United States District Court, First Circuit

January 13, 2014

Gabriel F. Martinez
v.
Victor F. Petrenko and IceCode, LLC Opinion No. 2014 DNH 004

Benjamin T. King, Esq. Martha Van Oot, Esq.

ORDER

Joseph A. DiClerico, Jr. United States District Judge

Gabriel F. Martinez brought suit against his former employer, IceCode, LLC, and Victor Petrenko, who founded IceCode and served as chairman of IceCode’s board, seeking payment of wages, overtime compensation, severance benefits, and damages for wrongful termination under state law and the Fair Labor Standards Act (“FLSA”), 29 U.S.C. § 207(a). Petrenko moves for summary judgment on Martinez’s FLSA claim, arguing that Martinez cannot show enterprise coverage, as required by § 207(a), and asking the court to decline supplemental jurisdiction over the state law claims. Martinez objects on the grounds that factual disputes preclude summary judgment on his FLSA claim and argues that even if the FLSA claim were dismissed, diversity jurisdiction exists or, alternatively, the court should not decline supplemental jurisdiction.

Standard of Review

Summary judgment is appropriate when “the movant shows that there is no genuine dispute as to any material fact and the movant is entitled to judgment as a matter of law.” Fed.R.Civ.P. 56(a). “A genuine issue is one that can be resolved in favor of either party, and a material fact is one which has the potential of affecting the outcome of the case.” Jakobiec v. Merrill Lynch Life Ins. Co., 711 F.3d 217, 223 (1st Cir. 2013) (internal quotation marks omitted). In deciding a motion for summary judgment, the court draws all reasonable factual inferences in favor of the nonmovant. Kenney v. Floyd, 700 F.3d 604, 608 (1st Cir. 2012).

Background

Petrenko founded IceCode, originally Ice Engineering, LLC, in 2001, in Lebanon, New Hampshire. In the complaint, Martinez describes IceCode as being “engaged in research and development of intellectual property for so long as the entity existed.” Compl. ¶ 7. IceCode’s “Limited Liability Company Operating Agreement” states that the purposes of the company were:

to develop, improve, license, and commercially apply ice friction modification technology and other technologies developed and/or acquired that provide significant cost savings, energy savings, or otherwise provide better reliability and safety for consumers and manufacturers; to develop, market, offer, sell, license and promote products and services related to such technology and to engage in all ancillary activities directly or indirectly related to such purposes.

Agreement, § 2.5.

From March 1, 2010, to March 1, 2011, Petrenko was the Chief Technology Officer at IceCode and chairman of its board of directors. In February of 2010, Martinez became Chief Operating Officer of IceCode. During that time, Roman Zhigalov and then Sam Fairchild were Chief Executive Officer.[1]

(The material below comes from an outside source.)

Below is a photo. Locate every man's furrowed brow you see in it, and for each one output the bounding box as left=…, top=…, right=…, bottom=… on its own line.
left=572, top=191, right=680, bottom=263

The terms of Martinez’s employment at IceCode were governed by an agreement which was titled “Executive Agreement.” The Executive Agreement was amended after Martinez complained about his compensation in July of 2010. Martinez left IceCode in May of 2011 because he was not being compensated in the amount that he believed had been promised.

Martinez filed this action in August of 2012. Petrenko moved to dismiss Martinez’s FLSA claim for lack of subject matter jurisdiction or in the alternative for failure to state a claim and filed a motion for judgment on the pleadings. Petrenko also moved for default against Martinez on Petrenko’s counterclaim.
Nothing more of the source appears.